L’inconscient d’Aldren refusait le déclenchement libérateur parce que vivre ou mourir n’avait plus aucun sens, plus aucune importance… S’endormir sans souffrances, dans une apothéose de lumière, que souhaiter de mieux ? Tant de luttes vaines, de stériles poursuites au travers de la Galaxie pour finalement tourner en rond, retrouver les mêmes saloperies, les mêmes trahisons, la même merde !… Mourir pour renaître ailleurs, dans une autre dimension, une autre temporalité, ne serait-ce pas accéder enfin à la véritable vie, le merveilleux épanouissement du transfini ?

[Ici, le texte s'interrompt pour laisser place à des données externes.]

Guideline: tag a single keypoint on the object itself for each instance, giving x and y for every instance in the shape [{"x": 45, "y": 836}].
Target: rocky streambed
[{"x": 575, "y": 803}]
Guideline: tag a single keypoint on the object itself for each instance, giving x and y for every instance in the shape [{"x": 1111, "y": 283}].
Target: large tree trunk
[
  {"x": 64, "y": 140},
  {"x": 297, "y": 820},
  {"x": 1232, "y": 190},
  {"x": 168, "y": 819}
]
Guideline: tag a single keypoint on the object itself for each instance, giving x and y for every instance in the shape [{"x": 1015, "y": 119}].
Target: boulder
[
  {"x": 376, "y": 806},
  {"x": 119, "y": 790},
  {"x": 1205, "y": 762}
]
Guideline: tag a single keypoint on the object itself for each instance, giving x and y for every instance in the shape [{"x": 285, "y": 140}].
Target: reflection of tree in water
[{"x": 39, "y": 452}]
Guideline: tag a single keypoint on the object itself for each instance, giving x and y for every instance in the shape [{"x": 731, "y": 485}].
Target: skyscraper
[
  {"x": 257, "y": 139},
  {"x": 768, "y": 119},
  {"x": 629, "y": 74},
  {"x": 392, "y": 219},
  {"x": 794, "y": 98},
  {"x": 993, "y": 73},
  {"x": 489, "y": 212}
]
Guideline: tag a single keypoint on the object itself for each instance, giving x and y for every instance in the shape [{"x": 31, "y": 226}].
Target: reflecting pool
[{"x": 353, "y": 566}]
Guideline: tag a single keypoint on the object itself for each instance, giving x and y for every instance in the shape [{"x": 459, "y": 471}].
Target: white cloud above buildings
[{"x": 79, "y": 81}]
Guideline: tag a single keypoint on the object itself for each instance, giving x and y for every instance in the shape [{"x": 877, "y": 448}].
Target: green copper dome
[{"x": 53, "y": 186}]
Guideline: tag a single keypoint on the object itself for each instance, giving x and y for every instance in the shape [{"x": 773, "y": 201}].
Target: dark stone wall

Deux heures s’écoulèrent qui pouvaient aussi bien être un siècle ou deux minutes puisque le temps avait cessé d’exister. Le visage de Xam reparut dans le champ de vision d’Aldren, puis le plafond de la case s’effaça pour laisser place au ciel mauve. On le portait au-dehors, ou plutôt c’était son corps que l’on portait puisqu’il ne sentait pas les mains qui avaient empoigné ses épaules et ses jambes ; ce n’était qu’une dépouille inerte et insensible que l’on déplaçait ainsi. Une enveloppe de chair et de sang à laquelle il avait cessé d’appartenir. On dut le déposer en position demi-assise, car de nouvelles images s’inscrivirent sur sa rétine : la mer violette, l’horizon incendié d’or et de pourpre. Le bûcher dont la noire pyramide était maintenant achevée. D’autres porteurs étaient en train de déposer au sommet le cadavre de Doh’gur : le Terrien se demanda si, comme lui, le chef naho était encore capable de voir la scène, si dans son cerveau meurtri subsistait encore une étincelle de conscience. Si, comme celui qui allait prendre place à son côté, il aurait le rare bonheur d’assister à ses propres funérailles…
La silhouette de Xams’interposa à contre-jour. Sa voix monta, chaude, amicale.
— Adieu, ami. Toi maintenant mon frère, pareil à Doh. Toi et lui ensemble protéger peuple Naho quand être assis côte à côte dans le cercle des dieux. Toi leur dire que…
Le nouveau chef s’interrompit net, se redressa en tournant la tête ; son image glissa sur la gauche, disparut. Un concert de voix parvint aux oreilles d’Aldren : des paroles confuses, heurtées, discordantes qu’il ne pouvait comprendre ; il lui semblait seulement que l’une d’elles, plus haute, plus aiguë, lui était familière. Mais à quoi bon s’efforcer de réveiller des souvenirs enfouis au fond d’un épais brouillard ? Le monde des vivants n’a plus rien de commun avec celui des morts… Pourquoi tant de bruit inutile ?
A nouveau des figures mouvantes se découpèrent sur l’horizon crépusculaire. Xam, bien sûr, ainsi qu’un autre Naho bizarrement vêtu d’une robe bariolée ornée de plumes et de coquillages. Et puis une troisième. Une femme. Jirza ?… Comment pouvait-elle se trouver ici ?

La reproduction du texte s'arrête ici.